Bunu, herkes, boynunu büküp, derin derin düşünmeli, nefs muhasebesi yapmalı, ‘değişim’in mânasını iyiden iyiye çözmelidir.
Değişim; hem sosyo-kültürel, hem fennî ve hem de bediî bir faaliyettir.
Tabiî ki, iki cephelidir: “Biz, ona, iki de (hayır/doğru/hak ve bâtıl/şer/yanlış) yol da gösterdik.” (Beled, 10)
İnsan tercihini yaparken, cüz’i irâdesinin emrinde değil, cüz’i irâdesini emri alma muhakemesini yaparak, mesâfe almaya çalışmalıdır.
Başarıda gösterdiği her şeyde “ben’ diyen insanoğlu; acze veya başarısızlığa düşünce, kusuru niçin başka mecrâlarda arar?
Ateist-putpereslerin avcumuzun içine sıkıştırdıkları ve adına cep telefonu dediğimiz âletle dünyaları temâşâ ederken; ‘değişme’nin, lâfazanlıkla, vurdumduymazlıkla, nemelâzımcılıkla değil, fennî ilmin tecrübî laboratuvarlarında vücûd bulduğunu aklımıza sokamamışız.
İmam-ı Gazali’nin bilmem hangi mevzû üzerindeki sözünü muhakemesiz tenkid ederken; O’nun, hazîneler değerindeki, “Anatomi ve astronomi ilimlerini bilmeyen, Allah ü teâlânın varlığını ve kudretini anlayamaz.” sözünü, bir defa olsun zihninden geçirme istidadını göstermemiştir.
Gerektiğinde, Yûnus Emre’nin:
“İlim ilim bilmekdür ilim kendin bilmekdür
Sen kendüni bilmezsin yâ nice okumakdur
Okumakdan ma’ni ne kişi Hakk’ı bilmekdür
Çün okudun bilmezin ha bir kurı emekdur” (Bknz. Yûnus Emre Dîvanı, Timurtaş Sf. 65)

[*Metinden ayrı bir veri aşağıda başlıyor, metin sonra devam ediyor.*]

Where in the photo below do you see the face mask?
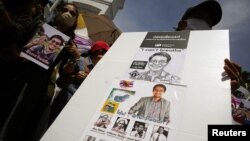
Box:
[185,18,212,30]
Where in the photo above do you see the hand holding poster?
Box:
[20,23,69,69]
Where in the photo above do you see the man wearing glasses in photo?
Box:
[135,52,180,84]
[26,35,64,65]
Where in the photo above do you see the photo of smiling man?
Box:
[128,84,170,124]
[134,52,181,84]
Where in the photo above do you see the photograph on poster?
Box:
[101,100,119,114]
[20,24,69,69]
[82,79,186,141]
[108,88,135,102]
[150,126,169,141]
[130,121,148,139]
[94,113,112,129]
[112,117,130,134]
[128,84,170,123]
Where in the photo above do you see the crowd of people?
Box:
[0,0,250,141]
[0,0,110,141]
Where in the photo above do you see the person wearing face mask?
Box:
[0,3,80,141]
[176,0,222,31]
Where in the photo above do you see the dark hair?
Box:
[149,52,171,63]
[49,35,64,45]
[49,3,79,39]
[153,84,167,92]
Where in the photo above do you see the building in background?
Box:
[67,0,125,37]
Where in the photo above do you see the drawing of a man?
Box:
[128,84,170,123]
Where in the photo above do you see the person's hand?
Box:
[75,71,88,81]
[65,42,81,60]
[224,59,241,91]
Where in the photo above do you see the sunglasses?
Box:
[62,7,76,17]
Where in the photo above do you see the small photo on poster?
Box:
[83,135,96,141]
[126,32,189,85]
[130,121,148,139]
[20,23,69,69]
[112,117,130,134]
[150,126,169,141]
[108,88,135,102]
[128,84,171,123]
[94,113,112,129]
[101,100,119,114]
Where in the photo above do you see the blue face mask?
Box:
[184,18,212,30]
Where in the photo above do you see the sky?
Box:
[114,0,250,71]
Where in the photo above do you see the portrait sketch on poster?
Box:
[81,79,186,141]
[126,32,189,85]
[20,23,69,69]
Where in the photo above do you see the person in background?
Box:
[0,3,80,141]
[176,0,222,31]
[49,41,110,124]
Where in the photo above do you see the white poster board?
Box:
[41,30,232,141]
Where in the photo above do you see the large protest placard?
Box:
[42,30,232,141]
[81,80,186,141]
[20,23,69,69]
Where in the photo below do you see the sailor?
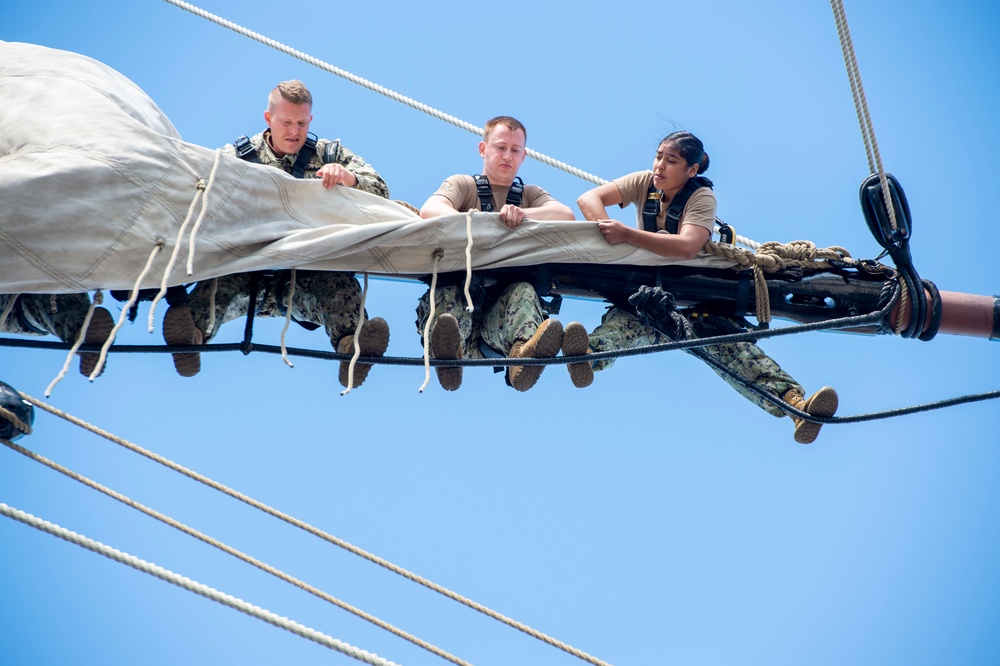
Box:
[576,132,838,444]
[0,294,115,377]
[417,116,586,391]
[163,80,389,386]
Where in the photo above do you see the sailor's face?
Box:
[653,143,698,196]
[264,99,312,155]
[479,125,524,185]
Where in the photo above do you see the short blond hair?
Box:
[483,116,528,143]
[267,79,312,110]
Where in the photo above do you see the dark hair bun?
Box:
[698,153,708,173]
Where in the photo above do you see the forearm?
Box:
[521,201,573,220]
[624,227,708,259]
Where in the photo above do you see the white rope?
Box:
[830,0,897,231]
[337,272,368,395]
[187,148,222,275]
[45,301,97,398]
[280,268,295,368]
[417,248,444,393]
[149,149,222,333]
[465,209,479,312]
[205,278,219,334]
[0,438,468,666]
[92,238,166,382]
[0,502,406,666]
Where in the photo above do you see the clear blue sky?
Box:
[0,0,1000,666]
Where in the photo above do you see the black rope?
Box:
[0,281,1000,424]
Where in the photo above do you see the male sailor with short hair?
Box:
[417,116,593,391]
[163,80,389,386]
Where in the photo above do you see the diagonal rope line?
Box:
[830,0,897,231]
[20,393,609,666]
[0,502,406,666]
[0,437,468,666]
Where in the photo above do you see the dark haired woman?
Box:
[576,132,838,444]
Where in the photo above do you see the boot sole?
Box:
[163,306,203,377]
[337,317,389,388]
[510,319,563,393]
[80,307,115,377]
[431,314,462,391]
[795,386,840,444]
[563,321,594,388]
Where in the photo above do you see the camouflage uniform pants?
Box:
[590,307,805,416]
[187,271,363,347]
[417,282,545,358]
[0,294,90,342]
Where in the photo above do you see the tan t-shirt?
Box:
[612,171,717,233]
[434,173,555,213]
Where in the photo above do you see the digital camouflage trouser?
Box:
[590,307,805,416]
[187,271,362,348]
[417,282,545,358]
[0,293,90,342]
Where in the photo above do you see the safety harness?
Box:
[472,173,524,213]
[642,176,735,244]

Mısralarını; veya yine O’nun;
“Akıl irdüği değül bu göz gördüği değül
Dil söz virdüği değül bî-lisân bî ser gerek” (Timurtaş, Sf. 88)
Mısrâlarındaki derinliği, zaman’ın her ânında düşünmekten geri durmamamız gerekir.

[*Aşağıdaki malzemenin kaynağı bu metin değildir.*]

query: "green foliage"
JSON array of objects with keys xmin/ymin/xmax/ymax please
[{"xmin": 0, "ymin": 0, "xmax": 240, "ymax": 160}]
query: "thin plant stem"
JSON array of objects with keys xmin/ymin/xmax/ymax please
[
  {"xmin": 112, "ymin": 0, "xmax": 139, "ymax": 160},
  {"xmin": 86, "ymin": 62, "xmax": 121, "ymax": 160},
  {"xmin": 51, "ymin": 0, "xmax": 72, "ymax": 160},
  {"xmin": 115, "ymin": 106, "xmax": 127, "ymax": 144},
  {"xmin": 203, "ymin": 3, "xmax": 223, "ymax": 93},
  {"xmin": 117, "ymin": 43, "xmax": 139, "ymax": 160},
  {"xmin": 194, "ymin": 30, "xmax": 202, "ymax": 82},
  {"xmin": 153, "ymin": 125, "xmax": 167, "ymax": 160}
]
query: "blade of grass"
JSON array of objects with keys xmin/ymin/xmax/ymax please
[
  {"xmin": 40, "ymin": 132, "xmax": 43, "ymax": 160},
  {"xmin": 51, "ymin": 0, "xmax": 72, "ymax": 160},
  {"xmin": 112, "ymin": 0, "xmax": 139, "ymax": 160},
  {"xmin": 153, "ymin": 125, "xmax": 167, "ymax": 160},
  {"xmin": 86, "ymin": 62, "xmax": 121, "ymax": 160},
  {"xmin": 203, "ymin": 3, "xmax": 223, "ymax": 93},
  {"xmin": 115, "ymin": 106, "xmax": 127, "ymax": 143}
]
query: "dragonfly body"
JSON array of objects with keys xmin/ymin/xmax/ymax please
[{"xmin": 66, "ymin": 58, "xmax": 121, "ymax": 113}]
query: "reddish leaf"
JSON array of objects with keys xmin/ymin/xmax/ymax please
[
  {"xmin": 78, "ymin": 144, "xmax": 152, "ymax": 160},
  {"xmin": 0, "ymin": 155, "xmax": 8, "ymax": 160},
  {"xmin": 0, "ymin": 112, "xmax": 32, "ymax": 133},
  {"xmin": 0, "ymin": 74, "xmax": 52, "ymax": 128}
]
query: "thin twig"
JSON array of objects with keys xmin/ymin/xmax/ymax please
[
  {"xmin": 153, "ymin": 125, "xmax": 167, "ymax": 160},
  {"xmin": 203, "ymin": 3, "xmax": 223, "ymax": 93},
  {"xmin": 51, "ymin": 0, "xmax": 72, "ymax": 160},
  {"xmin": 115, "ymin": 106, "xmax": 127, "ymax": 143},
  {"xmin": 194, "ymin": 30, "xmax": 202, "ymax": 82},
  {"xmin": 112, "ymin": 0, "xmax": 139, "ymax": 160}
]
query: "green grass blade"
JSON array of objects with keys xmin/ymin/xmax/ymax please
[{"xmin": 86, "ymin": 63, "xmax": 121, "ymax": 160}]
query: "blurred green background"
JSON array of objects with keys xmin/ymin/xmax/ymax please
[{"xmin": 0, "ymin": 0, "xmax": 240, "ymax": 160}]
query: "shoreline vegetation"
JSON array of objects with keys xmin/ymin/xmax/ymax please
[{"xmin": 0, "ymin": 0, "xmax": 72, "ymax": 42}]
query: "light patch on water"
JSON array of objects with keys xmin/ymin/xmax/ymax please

“Kendini bilmek”, “anatomiyi bilmek” yolculuğundan “Hakk’ı bilmek” mertebesine ulaşmanın ve insanın iç-dış âhengini kavramanın zevk ve heyecanına, ister fen laboratuvarlarında, ister bizzat tabiatta birebir muhatap olduğumuz hâdiseleri müşahadenin idrakiyle sahip olmalıyız.
Çiçeklerden, meyvalara, arılardan, meleyen kuzulara, sincaplardan kargalara, farelere, fillere, develere, kartallara ...kadar nice canlının ibret dolu hayatını gözlememiz yeter de artar bile!..

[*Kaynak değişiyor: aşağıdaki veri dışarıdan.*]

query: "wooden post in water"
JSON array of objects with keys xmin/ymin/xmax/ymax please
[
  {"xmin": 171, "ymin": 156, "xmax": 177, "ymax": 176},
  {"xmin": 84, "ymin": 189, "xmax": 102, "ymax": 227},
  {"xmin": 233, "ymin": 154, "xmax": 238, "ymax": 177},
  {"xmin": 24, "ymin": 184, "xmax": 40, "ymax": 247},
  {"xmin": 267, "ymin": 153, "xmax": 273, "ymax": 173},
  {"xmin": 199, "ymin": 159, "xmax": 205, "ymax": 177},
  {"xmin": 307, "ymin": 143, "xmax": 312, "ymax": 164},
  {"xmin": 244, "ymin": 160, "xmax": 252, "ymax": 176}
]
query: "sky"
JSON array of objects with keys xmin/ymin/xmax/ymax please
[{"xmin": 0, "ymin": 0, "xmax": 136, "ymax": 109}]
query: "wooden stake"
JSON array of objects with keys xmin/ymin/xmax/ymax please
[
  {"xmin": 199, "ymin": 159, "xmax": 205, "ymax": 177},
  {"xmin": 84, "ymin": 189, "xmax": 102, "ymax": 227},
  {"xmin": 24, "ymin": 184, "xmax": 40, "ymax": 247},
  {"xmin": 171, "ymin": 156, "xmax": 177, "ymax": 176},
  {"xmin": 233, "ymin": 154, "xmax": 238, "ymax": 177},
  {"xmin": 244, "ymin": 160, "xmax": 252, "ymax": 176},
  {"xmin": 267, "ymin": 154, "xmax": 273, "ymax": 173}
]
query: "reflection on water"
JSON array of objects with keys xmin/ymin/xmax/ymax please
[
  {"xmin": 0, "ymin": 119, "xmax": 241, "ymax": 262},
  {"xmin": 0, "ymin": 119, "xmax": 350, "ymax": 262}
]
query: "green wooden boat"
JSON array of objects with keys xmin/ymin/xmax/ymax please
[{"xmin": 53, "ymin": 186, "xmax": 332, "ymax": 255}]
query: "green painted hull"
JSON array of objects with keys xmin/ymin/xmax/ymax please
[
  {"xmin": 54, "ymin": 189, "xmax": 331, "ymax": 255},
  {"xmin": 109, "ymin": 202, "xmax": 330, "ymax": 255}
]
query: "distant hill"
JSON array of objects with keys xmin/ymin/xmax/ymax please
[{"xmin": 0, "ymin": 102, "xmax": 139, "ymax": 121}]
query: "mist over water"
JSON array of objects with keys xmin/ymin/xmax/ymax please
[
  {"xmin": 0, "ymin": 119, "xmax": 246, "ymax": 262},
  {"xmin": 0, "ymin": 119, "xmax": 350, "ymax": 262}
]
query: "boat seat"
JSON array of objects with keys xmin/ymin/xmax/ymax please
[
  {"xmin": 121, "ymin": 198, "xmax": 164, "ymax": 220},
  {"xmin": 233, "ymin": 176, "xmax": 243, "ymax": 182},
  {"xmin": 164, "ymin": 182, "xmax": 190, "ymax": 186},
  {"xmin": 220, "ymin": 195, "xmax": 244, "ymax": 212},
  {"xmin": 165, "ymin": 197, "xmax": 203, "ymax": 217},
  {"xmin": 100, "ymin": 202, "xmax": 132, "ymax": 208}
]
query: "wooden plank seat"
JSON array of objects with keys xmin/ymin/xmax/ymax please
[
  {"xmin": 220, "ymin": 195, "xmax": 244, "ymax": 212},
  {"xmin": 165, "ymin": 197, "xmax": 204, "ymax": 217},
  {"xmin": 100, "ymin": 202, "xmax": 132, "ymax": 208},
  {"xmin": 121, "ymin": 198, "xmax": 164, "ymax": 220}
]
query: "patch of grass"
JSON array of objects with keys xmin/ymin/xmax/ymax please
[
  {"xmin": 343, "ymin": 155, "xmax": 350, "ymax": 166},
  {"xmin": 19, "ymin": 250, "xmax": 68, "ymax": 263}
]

Ne ihtişamlı, ne mükemmel, ne güzel, ne âhenkli, ne kendinden geçirici ve haz verici nimetlerle iç içeyiz de, onlardan habersiziz, değil mi?!
Haydi çıkalım dağlara ve sesimiz çıktığı kadar haykıralım!..
“Bir dağın başında yapayalnızım;
Boşuna kuşatmış zamanlar beni!
Münzevî sarhoşluk, sır sızım sızım;
Harfsiz, renksiz, sözsüz kim anlar beni?”